Ensuite, nous examinerons de près une particularité inhabituelle des données. De nombreux patients ont en effet exactement le même score, ce qui peut se produire lorsque le questionnaire ne parvient pas à distinguer des personnes qui se portent toutes relativement bien. Nous vérifierons que cette tendance n’affecte pas nos résultats.
Nous prendrons ensuite en compte d’autres facteurs ayant une incidence sur la capacité physique, comme l’âge, d’autres problèmes de santé, le temps écoulé depuis la greffe et le type de donneur. Cela nous permettra de nous assurer que c’est bien la fonction rénale elle-même, et non un autre facteur, qui est à l’origine de ce que nous observons.
Enfin, nous évaluerons l’ampleur de ce changement par rapport à ce que les patients eux-mêmes considèrent comme une différence réelle et perceptible dans leur vie quotidienne.
Résultats escomptés : Nous nous attendons à confirmer qu’une fonction rénale dégradée s’accompagne d’une diminution de la capacité physique. L’aspect le plus intéressant réside dans la nature de ce lien : nous prévoyons une amélioration significative de la capacité physique à mesure que la fonction rénale s’améliore, puis une stabilisation au-delà de laquelle les gains supplémentaires sont minimes. Nous nous attendons également à ce que cette amélioration soit suffisamment importante pour que les patients la ressentent réellement dans leur vie quotidienne.
Mobilisation des patients : Comme ce projet s'appuie sur des informations que les patients ont déjà fournies, il ne nécessite pas de recruter de nouveaux participants; par conséquent, aucun patient partenaire n’est responsable de l'analyse proprement dite. Afin que ce travail reste ancré dans les expériences réelles des patients, nous prévoyons faire appel à des patients partenaires de deux façons : d'une part, pour nous aider à définir ce qui constitue un changement significatif en matière de capacité physique et, d'autre part, pour nous aider à présenter les résultats dans un langage clair et accessible à tous.

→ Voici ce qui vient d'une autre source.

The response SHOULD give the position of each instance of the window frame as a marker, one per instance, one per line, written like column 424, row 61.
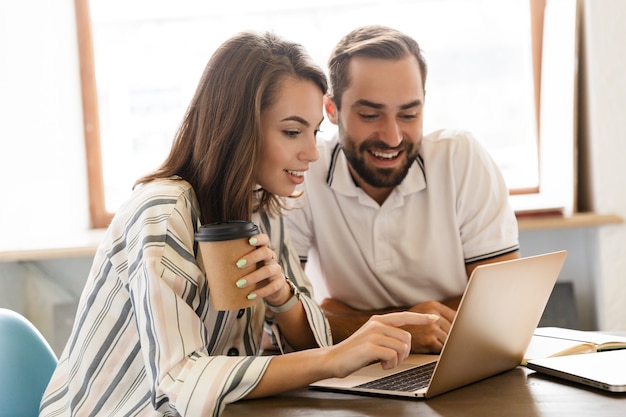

Pertinence pour les patients et la communauté : La voix des patients est au cœur de cette étude, puisque les scores proviennent directement de patients qui décrivent leur propre vie. Nos résultats pourraient aider les personnes ayant bénéficié d'une greffe à se fixer des attentes réalistes et à mieux comprendre comment leur corps réagit. Nos résultats pourraient également souligner davantage la nécessité de préserver la fonction rénale à long terme et aider les équipes soignantes à identifier les patients qui pourraient le plus bénéficier d'un soutien supplémentaire, comme des programmes d'activité physique avant ou après l'intervention chirurgicale.
Conclusion : En étant à l'écoute des patients et en examinant dans son ensemble le lien entre la fonction rénale et la capacité physique, nous espérons apporter des réponses plus claires quant aux niveaux de fonctionnement rénal qui comptent le plus pour aider les personnes à se sentir à nouveau en forme, actives et elles-mêmes.